L’incontinenza indica la perdita di urina involontaria, senza controllo, in luoghi e tempi inappropriati. Definizione che sottolinea l’importanza della continenza nella vita sociale e la necessità di avere un ottimo controllo sulla minzione, per poterla rimandare, appunto, a luoghi e tempi appropriati. La funzione della continenza richiede un lavoro di squadra. Ci vogliono una vescica elastica, capace di distendersi per accogliere volumi crescenti di urina, da 250 cc fino addirittura a 500 cc senza mandare segnali imperiosi («Adesso mi svuoto, non resisto più»); un cervello capace di tenerla agli ordini, rimandando lo svuotamento a luoghi e tempi appropriati («Calmati, adesso non è il momento»); e ben tre sistemi di chiusura che funzionino adeguatamente. Il primo è lo sfintere interno dell’uretra, un anellino muscolare posto al passaggio tra la vescica e l’uretra, il canalino che consente all’urina di andare dalla vescica all’esterno del corpo: funziona come un rubinetto, che apre e chiude il passaggio di urina. Il secondo meccanismo di chiusura è dato dal tono del poderoso muscolo “elevatore dell’ano”, che chiude in basso il bacino, circondando uretra, vagina e ano: consente il controllo volontario della continenza sia urinaria sia fecale, comportandosi come una porta a doppio battente, una paratia, che obbedisce ai comandi del cervello. Il terzo è il “meccanismo intrinseco”: dipende da quanto sono paffute, ben nutrite e toniche le cellule e le strutture della parete dell’uretra. Quando si giustappongono verso il lume dell’uretra, garantiscono che non si perda nemmeno una goccia di urina.
Le forme di disturbo più frequenti includono l’incontinenza da urgenza, in cui la contrazione della parete vescicale è così forte e lo stimolo minzionale così imperioso da forzare tutti e tre i sistemi di chiusura; l’incontinenza da sforzo, in cui i tre sistemi di chiusura sono variamente lesi, per cui non riescono più a contrastare la pressione che la vescica fa per svuotarsi; e la forma mista, in cui entrambe le componenti sono presenti.
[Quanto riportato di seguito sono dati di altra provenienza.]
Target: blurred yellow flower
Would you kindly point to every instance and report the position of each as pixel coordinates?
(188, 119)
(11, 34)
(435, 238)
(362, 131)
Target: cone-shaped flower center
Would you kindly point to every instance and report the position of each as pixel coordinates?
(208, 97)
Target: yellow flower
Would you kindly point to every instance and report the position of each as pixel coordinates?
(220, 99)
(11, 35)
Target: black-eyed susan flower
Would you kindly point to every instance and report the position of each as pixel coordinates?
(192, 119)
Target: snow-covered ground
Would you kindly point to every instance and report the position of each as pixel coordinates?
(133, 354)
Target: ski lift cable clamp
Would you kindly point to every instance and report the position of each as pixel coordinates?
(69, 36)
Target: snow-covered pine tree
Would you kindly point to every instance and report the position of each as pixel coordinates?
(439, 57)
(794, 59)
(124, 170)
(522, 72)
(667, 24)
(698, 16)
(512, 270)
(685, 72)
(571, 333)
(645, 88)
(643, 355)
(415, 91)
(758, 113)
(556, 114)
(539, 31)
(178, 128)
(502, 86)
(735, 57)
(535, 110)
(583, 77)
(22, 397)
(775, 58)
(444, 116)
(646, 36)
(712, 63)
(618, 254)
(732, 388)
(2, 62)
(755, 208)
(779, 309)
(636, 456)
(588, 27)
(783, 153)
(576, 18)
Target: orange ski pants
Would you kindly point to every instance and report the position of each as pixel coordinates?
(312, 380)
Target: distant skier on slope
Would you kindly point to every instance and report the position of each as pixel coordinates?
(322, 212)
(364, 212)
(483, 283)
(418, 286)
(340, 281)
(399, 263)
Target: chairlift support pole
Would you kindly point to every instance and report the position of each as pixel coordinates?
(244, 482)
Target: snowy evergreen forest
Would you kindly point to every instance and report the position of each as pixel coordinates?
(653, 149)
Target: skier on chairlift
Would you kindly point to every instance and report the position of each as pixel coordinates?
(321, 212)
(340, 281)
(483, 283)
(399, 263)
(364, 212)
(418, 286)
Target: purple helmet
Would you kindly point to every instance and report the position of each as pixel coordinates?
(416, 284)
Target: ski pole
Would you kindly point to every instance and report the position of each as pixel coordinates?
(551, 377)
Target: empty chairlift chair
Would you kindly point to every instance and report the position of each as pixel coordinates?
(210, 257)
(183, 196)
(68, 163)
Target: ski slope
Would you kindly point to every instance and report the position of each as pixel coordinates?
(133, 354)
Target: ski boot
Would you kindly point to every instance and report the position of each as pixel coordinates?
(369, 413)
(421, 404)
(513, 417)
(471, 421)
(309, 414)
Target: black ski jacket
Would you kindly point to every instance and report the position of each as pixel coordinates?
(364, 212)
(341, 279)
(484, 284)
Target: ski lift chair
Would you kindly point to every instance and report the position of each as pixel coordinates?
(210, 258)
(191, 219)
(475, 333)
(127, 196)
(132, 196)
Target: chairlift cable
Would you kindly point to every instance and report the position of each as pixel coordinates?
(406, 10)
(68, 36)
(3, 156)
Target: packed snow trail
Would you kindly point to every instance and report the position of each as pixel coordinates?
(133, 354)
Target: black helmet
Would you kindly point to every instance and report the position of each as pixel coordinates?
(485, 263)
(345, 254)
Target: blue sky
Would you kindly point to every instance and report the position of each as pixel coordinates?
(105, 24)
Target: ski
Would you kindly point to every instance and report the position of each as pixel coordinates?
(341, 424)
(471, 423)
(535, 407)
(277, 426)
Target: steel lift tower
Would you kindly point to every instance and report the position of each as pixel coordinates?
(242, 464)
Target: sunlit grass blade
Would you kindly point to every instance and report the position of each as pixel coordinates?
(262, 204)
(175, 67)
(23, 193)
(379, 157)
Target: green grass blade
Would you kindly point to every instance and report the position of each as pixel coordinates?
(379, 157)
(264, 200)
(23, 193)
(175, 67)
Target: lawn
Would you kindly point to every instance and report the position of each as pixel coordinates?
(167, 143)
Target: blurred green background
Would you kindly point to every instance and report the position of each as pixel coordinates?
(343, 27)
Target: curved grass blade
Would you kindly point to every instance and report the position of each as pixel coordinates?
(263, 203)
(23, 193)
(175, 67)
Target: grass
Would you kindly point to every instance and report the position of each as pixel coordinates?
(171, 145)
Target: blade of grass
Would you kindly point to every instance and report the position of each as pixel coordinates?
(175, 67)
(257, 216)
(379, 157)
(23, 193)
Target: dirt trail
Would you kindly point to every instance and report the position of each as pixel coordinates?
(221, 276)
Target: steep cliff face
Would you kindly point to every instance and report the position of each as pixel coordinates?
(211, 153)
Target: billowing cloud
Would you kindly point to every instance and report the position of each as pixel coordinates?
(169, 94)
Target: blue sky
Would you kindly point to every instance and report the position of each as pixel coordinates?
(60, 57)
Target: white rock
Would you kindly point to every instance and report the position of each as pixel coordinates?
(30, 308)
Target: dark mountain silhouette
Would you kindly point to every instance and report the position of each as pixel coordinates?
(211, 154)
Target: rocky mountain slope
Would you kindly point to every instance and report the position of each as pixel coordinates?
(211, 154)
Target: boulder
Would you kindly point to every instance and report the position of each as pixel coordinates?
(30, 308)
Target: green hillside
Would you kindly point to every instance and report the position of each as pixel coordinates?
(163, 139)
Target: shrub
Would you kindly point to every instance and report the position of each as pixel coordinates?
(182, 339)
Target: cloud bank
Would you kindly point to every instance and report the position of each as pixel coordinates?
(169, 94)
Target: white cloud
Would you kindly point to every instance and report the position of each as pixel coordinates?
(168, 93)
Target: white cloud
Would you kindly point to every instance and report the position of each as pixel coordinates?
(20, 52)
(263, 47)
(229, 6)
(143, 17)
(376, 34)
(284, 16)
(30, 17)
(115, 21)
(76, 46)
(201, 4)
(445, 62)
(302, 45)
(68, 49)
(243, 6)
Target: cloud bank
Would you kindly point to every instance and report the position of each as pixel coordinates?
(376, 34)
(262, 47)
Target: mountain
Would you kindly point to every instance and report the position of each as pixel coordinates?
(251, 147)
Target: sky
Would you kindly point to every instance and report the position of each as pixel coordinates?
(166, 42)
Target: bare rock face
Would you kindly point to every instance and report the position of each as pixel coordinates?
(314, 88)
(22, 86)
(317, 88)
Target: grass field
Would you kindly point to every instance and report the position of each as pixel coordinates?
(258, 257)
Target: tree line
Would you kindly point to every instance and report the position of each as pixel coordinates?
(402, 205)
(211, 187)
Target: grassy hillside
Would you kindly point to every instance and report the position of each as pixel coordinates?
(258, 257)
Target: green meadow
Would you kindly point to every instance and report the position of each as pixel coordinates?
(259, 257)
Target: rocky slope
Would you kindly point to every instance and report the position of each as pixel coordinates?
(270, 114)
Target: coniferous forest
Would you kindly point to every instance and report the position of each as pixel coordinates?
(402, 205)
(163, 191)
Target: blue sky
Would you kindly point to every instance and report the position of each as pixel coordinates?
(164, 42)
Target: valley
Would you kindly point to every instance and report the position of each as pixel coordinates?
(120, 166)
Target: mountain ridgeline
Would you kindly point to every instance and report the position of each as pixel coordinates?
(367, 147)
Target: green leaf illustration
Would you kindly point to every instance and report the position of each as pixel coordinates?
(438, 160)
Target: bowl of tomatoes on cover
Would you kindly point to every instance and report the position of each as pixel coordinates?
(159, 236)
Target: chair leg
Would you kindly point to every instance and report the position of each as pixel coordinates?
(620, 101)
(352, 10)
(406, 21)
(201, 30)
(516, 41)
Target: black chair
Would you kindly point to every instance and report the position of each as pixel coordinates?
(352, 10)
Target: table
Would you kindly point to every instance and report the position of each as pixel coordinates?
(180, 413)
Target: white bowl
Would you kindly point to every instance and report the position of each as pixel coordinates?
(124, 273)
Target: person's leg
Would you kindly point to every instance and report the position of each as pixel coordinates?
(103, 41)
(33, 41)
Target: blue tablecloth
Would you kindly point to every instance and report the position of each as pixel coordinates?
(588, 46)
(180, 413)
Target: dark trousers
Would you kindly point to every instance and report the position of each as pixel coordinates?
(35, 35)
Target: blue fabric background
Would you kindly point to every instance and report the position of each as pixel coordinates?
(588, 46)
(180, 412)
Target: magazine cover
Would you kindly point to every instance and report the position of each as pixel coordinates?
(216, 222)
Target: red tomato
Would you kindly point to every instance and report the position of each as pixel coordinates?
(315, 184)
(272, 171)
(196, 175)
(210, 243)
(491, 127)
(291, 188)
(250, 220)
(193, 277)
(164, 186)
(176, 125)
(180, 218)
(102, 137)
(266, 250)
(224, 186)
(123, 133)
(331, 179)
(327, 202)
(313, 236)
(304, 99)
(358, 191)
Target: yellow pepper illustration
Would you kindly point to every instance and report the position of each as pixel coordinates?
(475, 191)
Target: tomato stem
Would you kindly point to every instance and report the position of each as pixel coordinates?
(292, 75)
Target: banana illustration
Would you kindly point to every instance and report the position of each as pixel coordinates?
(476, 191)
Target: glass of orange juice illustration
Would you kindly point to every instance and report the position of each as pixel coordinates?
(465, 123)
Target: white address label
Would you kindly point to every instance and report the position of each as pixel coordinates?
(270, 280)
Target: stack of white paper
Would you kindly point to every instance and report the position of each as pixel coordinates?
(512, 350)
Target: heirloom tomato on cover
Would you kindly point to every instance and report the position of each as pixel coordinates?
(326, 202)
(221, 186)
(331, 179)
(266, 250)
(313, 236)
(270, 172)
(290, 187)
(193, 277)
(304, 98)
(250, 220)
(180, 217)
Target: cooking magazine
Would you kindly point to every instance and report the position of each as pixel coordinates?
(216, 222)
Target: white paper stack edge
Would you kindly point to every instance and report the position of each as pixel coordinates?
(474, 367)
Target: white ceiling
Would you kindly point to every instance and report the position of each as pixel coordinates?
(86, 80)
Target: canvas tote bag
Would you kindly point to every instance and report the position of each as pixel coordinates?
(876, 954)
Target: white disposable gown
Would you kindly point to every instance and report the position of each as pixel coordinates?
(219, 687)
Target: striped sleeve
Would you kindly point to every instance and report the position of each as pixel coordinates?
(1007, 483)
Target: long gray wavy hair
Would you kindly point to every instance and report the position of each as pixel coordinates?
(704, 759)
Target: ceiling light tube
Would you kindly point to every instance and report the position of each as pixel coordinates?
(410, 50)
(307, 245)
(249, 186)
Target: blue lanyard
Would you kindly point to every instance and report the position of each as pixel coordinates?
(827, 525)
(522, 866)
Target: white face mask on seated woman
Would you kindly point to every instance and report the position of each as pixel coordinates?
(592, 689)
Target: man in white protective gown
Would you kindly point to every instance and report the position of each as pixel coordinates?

La squadra della continenza delle donne ha più nemici di quella degli uomini. Il primo nemico è anatomico: l’uretra della donna è breve, 3-4 centimetri, nell’uomo è di 12-15 cm, fino a 18. Per questo la vescica femminile è più vulnerabile alla risalita di germi patogeni, tra cui l’Escherichia coli uropatogeno (UPEC), responsabile dell’85-90% delle cistiti. Più la parete vescicale è infiammata, meno si distende e più manda segnali precoci di irritazione, che inducono a minzioni frequenti, a basso riempimento. Infiammazioni frequenti aumentano l’urgenza minzionale e possono accelerarne l’evoluzione fino all’incontinenza, se entrano in gioco altri nemici. Il secondo nemico è il parto per via vaginale, perché il passaggio del bambino può variamente ledere le fibre mediali del muscolo elevatore, riducendo la capacità di controllo volontario della minzione. Il terzo è la menopausa: la carenza di ormoni estrogeni e testosterone mina struttura e funzione del pavimento pelvico, riduce i meccanismi di continenza, rende la vescica più iperattiva e il cervello meno capace di comandarla. Il tutto può essere aggravato da invecchiamento, depressione, obesità, perdita di motivazione al controllo.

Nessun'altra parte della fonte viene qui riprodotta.